Ozondaki azalma sadece kimyasal süreçlerle gerçekleşmiyor
Ozon tabakasındaki değişikliklerin oldukça karmaşık bir süreci olduğunu söyleyen Dr. Demirhan, azalmanın yalnızca kimyasal süreçlerle gerçekleştiğini düşünmemek gerektiğini belirtiyor.
“Ozon sadece atmosferdeki kimyasal süreçlerle değişen bir gaz değil. Atmosferde ozon gazını etkileyen başka dinamik süreçler de var. Öncelikli olarak iklim değişimiyle beraber troposfer sıcaklığında artma bekliyoruz. Troposfer sıcaklığının artması demek stratosfer sıcaklığının düşmesi anlamına geliyor. Bu bir dengedir. Ve eğer iklim değişimi kaynaklı olarak troposferde bir sıcaklık artışı oluyorsa, stratosferde soğuma gerçekleşir. Ve bu soğumayla beraber çevrim (sirkülasyon) güçlenir. Ve bu ozonda azalmayı getirir.”

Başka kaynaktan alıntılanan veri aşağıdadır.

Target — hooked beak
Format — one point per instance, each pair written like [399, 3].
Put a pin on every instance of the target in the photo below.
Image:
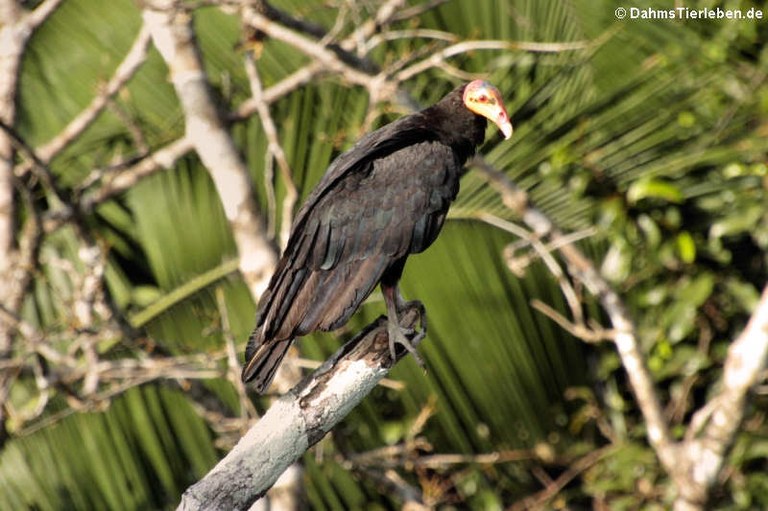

Dr. Demirhan, bu sebeplere bağlı olarak kloro floro karbon gazlarını kullanmaksak da ozonda yüzde 100 bir iyileşme olur denilemeyeceğini söylüyor. Yüzde 100 bir iyileşme denemeyeceği için de farklı dinamik etkilerin de olduğunu bilmek gerek.
Atmosferdeki global sıcaklıkların 4 derece artması bekleniyor
Atmosferdeki dinamik etkenler de ozonun azalmasını etkileyebiliyor. Bu sebeple beklenene göre 2100 yılına kadar troposferde yani atmosferdeki global sıcaklıklarda artış olabilir. Dr. Demirhan bu artışın en kötü senaryoya göre 4 derece kadar olabileceğini vurguluyor.
“Eğer yer seviyesine yakın olan atmosfer tabakasında sıcaklık bu kadar artarsa, yukarı seviyede yani stratosfer seviyesinde, ozonun olduğu seviyede sıcaklıklar düşer. Ve bu da oradaki stratosferik çevrimin daha da güçlenmesine sebebiyet verebilir. Ki böyle de bekleniyor. Bu da yüzde 1 ile yüzde 2 oranında ozonda azalmayı getirebilir.”
Ozon tabakasındaki iyileşmenin çok az bir iyileşme olduğunu yineleyen Dr. Demirhan, “Kuzey ve güney yarım kürelerde iyileşme oranı, 2000 ile 2020 yılları arasında yüzde 1.5 ila yüzde 2.2 arasında gerçekleşmiş” dedi.